BA Sociology (UCD), BA Information Studies (UCD), MA Social Anthropology of Development (SOAS), MPhil Res (SOAS)

Overview

Staff Silhouette
Name:
Mr Seamus Murphy
Email address:
Thesis title:
'Power, Development Discourses, and Food Security; the changing entitlements of Lake Chilwa’s resource-users'.
Internal Supervisors

Biography

Interests in the impact of development paradigms on the food security of southern Malawi's populations, with particular focus on natural resource management policies.

PhD Research

Lake Chilwa, in southern Malawi, is a fluctuating resource, which follows varying cycles of recession, and impacts profoundly upon the surrounding ecological environment. In response to Lake Chilwa’s endemic fluctuations, resource-users have sustained a traditionally mobile livelihood system, which constitutes the 'tri-economy'. That is, during ecological shifts between dry and wet periods, resource-users have shifted between fishing, pastoralism, and cropping. Significantly, these livelihood strategies demand occupational  and geographical mobility. However, the Chilwa 'tri-economy' has recently undergone change.

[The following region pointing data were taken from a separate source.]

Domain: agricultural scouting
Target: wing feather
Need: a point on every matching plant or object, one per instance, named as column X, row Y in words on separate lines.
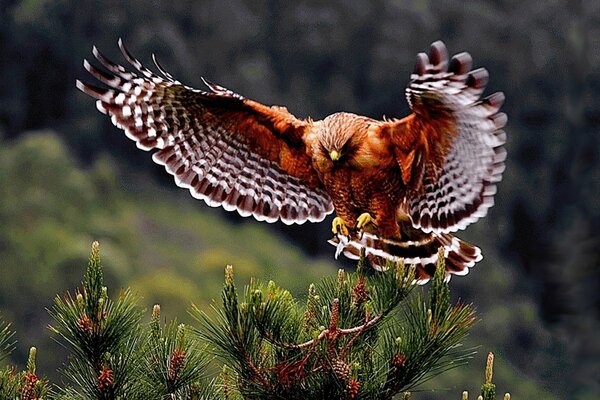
column 227, row 150
column 450, row 149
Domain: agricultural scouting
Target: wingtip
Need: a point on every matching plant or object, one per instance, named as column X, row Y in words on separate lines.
column 438, row 54
column 80, row 85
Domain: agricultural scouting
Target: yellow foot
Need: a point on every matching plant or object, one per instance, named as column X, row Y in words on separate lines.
column 364, row 219
column 339, row 226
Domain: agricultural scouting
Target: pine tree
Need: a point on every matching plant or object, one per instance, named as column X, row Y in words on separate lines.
column 360, row 335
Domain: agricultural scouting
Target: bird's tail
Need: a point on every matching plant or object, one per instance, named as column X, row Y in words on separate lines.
column 423, row 252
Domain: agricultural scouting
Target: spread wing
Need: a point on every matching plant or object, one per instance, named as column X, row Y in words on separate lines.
column 450, row 149
column 227, row 150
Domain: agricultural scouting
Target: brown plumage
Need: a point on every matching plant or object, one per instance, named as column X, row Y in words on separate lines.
column 419, row 178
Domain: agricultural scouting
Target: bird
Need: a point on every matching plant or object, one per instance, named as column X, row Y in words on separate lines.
column 400, row 187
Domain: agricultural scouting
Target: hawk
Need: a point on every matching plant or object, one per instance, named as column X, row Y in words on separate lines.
column 399, row 187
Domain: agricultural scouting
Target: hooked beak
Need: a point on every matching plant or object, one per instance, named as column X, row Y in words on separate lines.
column 334, row 155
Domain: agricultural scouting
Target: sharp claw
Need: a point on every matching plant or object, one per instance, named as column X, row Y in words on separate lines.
column 338, row 226
column 364, row 219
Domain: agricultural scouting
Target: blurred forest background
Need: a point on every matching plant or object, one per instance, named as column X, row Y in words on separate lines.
column 68, row 177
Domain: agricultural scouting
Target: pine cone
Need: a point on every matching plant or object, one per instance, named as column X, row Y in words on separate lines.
column 176, row 364
column 105, row 379
column 85, row 324
column 360, row 293
column 341, row 369
column 352, row 388
column 28, row 391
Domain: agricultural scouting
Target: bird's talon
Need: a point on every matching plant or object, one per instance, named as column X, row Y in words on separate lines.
column 338, row 226
column 364, row 219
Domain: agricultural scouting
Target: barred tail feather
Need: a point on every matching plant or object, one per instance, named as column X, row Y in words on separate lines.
column 460, row 255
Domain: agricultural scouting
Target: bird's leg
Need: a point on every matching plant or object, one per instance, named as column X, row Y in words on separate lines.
column 365, row 219
column 338, row 226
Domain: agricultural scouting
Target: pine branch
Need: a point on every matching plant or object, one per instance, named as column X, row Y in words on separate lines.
column 349, row 341
column 7, row 343
column 103, row 334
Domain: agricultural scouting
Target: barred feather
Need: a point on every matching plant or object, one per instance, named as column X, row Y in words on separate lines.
column 216, row 158
column 458, row 183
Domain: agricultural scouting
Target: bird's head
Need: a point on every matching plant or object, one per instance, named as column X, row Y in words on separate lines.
column 337, row 137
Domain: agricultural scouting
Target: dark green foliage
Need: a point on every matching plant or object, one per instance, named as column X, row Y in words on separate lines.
column 357, row 337
column 104, row 336
column 6, row 340
column 175, row 363
column 24, row 385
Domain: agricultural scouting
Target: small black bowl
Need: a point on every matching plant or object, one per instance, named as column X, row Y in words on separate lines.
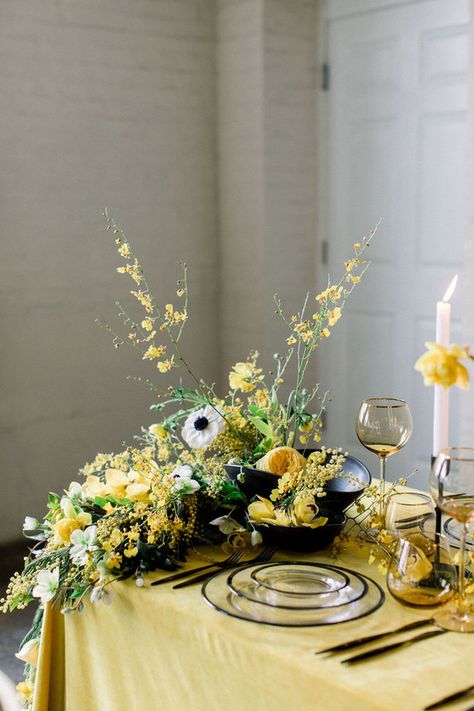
column 341, row 492
column 303, row 538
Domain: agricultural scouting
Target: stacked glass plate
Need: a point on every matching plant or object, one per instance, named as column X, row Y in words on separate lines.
column 293, row 594
column 453, row 530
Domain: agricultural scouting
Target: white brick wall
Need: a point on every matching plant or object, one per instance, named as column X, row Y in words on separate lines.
column 103, row 103
column 145, row 106
column 267, row 167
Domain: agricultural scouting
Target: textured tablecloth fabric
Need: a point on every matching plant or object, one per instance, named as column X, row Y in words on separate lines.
column 158, row 648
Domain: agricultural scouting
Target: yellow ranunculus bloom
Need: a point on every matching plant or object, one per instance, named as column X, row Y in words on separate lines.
column 25, row 691
column 262, row 510
column 305, row 510
column 137, row 492
column 29, row 653
column 158, row 431
column 281, row 460
column 62, row 530
column 95, row 487
column 440, row 365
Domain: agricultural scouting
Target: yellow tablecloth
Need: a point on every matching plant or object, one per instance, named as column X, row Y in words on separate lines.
column 158, row 648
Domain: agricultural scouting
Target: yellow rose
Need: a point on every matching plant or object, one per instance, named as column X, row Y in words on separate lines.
column 261, row 511
column 281, row 460
column 95, row 487
column 440, row 365
column 418, row 566
column 63, row 529
column 116, row 480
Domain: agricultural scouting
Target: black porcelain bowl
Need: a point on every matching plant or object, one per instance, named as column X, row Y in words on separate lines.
column 341, row 492
column 303, row 538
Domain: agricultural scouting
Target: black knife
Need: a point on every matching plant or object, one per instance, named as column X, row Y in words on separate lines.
column 389, row 647
column 374, row 637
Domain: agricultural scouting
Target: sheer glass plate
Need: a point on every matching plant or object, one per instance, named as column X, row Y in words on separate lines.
column 452, row 529
column 300, row 579
column 243, row 582
column 217, row 594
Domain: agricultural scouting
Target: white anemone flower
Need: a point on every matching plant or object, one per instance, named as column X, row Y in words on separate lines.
column 47, row 583
column 183, row 481
column 83, row 543
column 202, row 427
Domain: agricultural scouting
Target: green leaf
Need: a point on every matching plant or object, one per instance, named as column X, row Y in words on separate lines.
column 256, row 411
column 261, row 426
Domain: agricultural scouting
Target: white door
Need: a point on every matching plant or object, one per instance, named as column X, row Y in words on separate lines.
column 395, row 141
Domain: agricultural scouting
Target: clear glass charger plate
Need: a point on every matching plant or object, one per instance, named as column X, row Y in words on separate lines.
column 217, row 594
column 331, row 587
column 300, row 579
column 453, row 530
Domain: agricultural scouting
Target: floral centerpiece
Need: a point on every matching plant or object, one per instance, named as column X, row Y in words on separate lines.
column 141, row 509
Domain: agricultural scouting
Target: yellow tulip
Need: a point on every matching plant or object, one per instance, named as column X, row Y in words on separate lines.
column 261, row 510
column 440, row 365
column 281, row 519
column 62, row 530
column 304, row 509
column 281, row 460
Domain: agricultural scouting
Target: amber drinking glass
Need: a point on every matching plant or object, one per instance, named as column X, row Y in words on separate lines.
column 452, row 488
column 407, row 512
column 421, row 572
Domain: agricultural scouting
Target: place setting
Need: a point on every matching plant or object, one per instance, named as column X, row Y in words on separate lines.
column 235, row 502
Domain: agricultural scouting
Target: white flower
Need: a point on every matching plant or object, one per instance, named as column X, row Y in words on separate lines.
column 47, row 583
column 83, row 543
column 183, row 481
column 29, row 653
column 30, row 523
column 101, row 594
column 202, row 427
column 226, row 524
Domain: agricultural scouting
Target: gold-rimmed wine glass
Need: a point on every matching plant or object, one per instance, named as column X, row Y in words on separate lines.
column 383, row 426
column 452, row 487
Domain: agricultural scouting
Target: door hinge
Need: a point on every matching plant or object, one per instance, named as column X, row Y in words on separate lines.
column 324, row 252
column 325, row 76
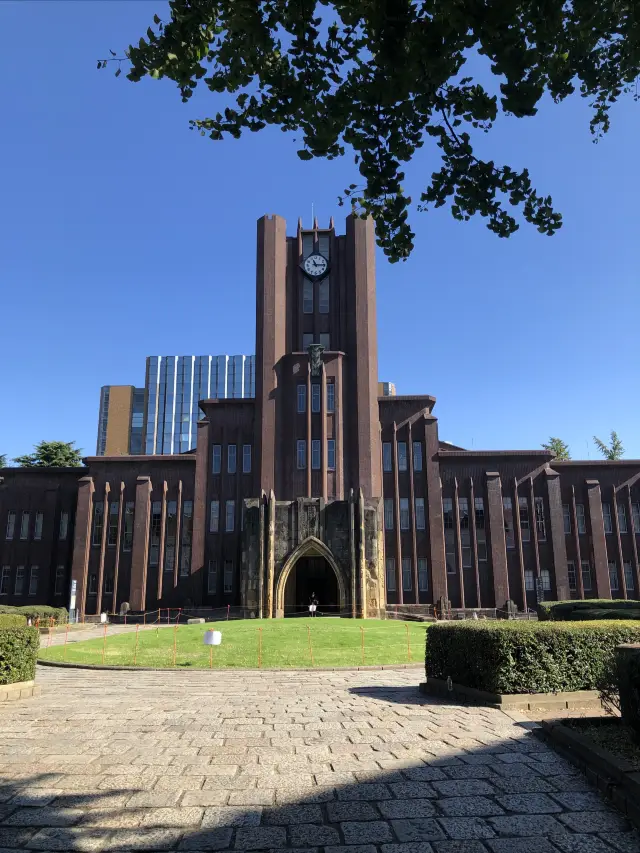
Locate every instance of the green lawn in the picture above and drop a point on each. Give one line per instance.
(285, 643)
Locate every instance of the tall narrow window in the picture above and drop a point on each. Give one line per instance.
(11, 524)
(112, 534)
(622, 518)
(301, 453)
(24, 526)
(63, 530)
(214, 517)
(33, 580)
(38, 525)
(315, 397)
(541, 527)
(423, 575)
(404, 513)
(331, 397)
(402, 456)
(231, 458)
(230, 516)
(388, 513)
(98, 522)
(391, 574)
(406, 574)
(525, 526)
(19, 587)
(127, 539)
(212, 577)
(187, 538)
(154, 533)
(302, 398)
(331, 454)
(417, 456)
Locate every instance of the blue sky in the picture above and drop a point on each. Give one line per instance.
(124, 234)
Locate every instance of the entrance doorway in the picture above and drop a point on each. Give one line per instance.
(311, 575)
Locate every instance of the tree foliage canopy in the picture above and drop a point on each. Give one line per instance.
(384, 77)
(52, 454)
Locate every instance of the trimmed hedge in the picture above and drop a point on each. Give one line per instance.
(588, 609)
(18, 653)
(525, 657)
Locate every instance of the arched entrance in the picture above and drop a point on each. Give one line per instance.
(310, 568)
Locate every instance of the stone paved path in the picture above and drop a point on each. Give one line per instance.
(354, 761)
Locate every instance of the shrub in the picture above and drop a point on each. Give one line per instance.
(18, 653)
(526, 657)
(588, 609)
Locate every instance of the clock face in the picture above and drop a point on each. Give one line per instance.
(315, 265)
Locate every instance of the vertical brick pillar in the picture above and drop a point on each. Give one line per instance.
(498, 543)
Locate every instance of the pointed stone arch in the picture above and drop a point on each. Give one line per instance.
(311, 547)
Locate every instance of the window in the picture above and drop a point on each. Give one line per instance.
(230, 516)
(217, 458)
(509, 534)
(540, 525)
(301, 453)
(127, 540)
(447, 513)
(404, 513)
(37, 527)
(417, 456)
(406, 574)
(19, 587)
(154, 533)
(622, 518)
(307, 297)
(63, 530)
(33, 580)
(525, 526)
(24, 526)
(391, 574)
(423, 575)
(112, 535)
(212, 577)
(214, 517)
(402, 456)
(11, 524)
(228, 577)
(98, 522)
(388, 513)
(331, 454)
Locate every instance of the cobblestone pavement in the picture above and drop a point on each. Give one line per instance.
(352, 761)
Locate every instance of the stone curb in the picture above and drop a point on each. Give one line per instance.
(617, 779)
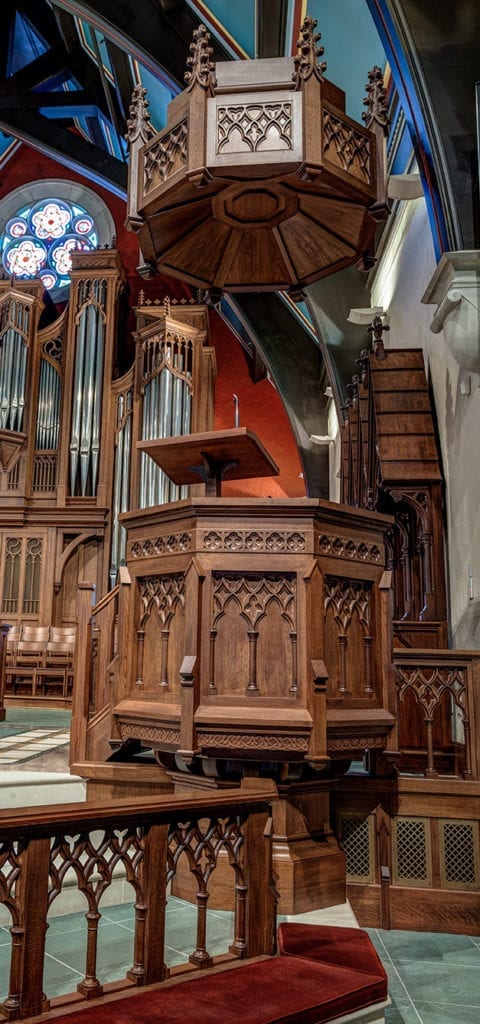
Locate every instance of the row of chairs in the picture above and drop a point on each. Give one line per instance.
(40, 660)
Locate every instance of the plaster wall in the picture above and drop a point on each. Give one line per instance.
(405, 266)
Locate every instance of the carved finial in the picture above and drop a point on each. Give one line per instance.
(377, 329)
(306, 61)
(203, 69)
(376, 100)
(139, 127)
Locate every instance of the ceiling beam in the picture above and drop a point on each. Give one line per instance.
(154, 36)
(66, 146)
(271, 28)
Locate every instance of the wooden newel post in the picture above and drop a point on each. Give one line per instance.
(33, 898)
(149, 910)
(261, 907)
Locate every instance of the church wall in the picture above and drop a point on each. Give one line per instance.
(261, 410)
(405, 266)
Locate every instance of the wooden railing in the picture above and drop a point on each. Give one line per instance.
(100, 659)
(227, 834)
(438, 713)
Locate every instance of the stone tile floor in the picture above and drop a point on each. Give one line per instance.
(39, 736)
(434, 978)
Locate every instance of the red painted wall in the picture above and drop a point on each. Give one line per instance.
(260, 406)
(262, 411)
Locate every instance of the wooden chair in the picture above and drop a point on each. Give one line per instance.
(58, 659)
(30, 656)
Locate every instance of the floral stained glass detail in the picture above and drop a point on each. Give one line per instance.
(39, 241)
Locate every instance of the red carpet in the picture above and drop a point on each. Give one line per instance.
(320, 973)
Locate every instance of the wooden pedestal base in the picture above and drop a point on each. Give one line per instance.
(308, 864)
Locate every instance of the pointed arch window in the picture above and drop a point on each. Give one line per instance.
(39, 240)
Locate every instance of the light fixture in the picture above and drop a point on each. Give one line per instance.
(404, 186)
(365, 316)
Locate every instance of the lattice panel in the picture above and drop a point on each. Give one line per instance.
(411, 861)
(460, 859)
(357, 841)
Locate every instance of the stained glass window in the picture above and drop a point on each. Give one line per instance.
(40, 238)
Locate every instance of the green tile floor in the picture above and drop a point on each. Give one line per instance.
(433, 978)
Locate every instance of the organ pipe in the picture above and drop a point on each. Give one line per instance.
(86, 419)
(12, 379)
(48, 408)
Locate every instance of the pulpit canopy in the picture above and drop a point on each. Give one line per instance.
(259, 180)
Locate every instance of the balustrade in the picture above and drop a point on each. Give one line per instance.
(40, 849)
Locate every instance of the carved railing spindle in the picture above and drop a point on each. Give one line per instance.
(468, 750)
(87, 844)
(343, 688)
(140, 651)
(164, 673)
(201, 956)
(238, 946)
(212, 685)
(90, 986)
(430, 771)
(11, 1005)
(253, 638)
(137, 971)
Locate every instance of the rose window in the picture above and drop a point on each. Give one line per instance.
(39, 241)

Since 1995, particular development discourses that have influenced policy-making around Lake Chilwa’s resources have led to a widespread adoption of community-based-natural-resource-management programmes. These policies, which empower community-level organisation to enforce fishing regulations, have given rise to particular issues among resource-users. By aligning lake jurisdictions and regulations with notions of ‘community’, principles of community-based fisheries management may potentially restrict the means of these traditionally mobile livelihood strategies. Fundamentally, there are two major points in question. Firstly, community-based fishery management programmes, which are founded upon ideas of ‘community’ and ‘local participation’, run the risk of marginalising economically significant migrant groups. Secondly, economic mobility between livelihoods may be impeded by obstructing traditionally established access arrangements between villages. This research examines the impact that developments in fishery policies have on the livelihoods that depend upon the ecology and resources of the Lake Chilwa Basin.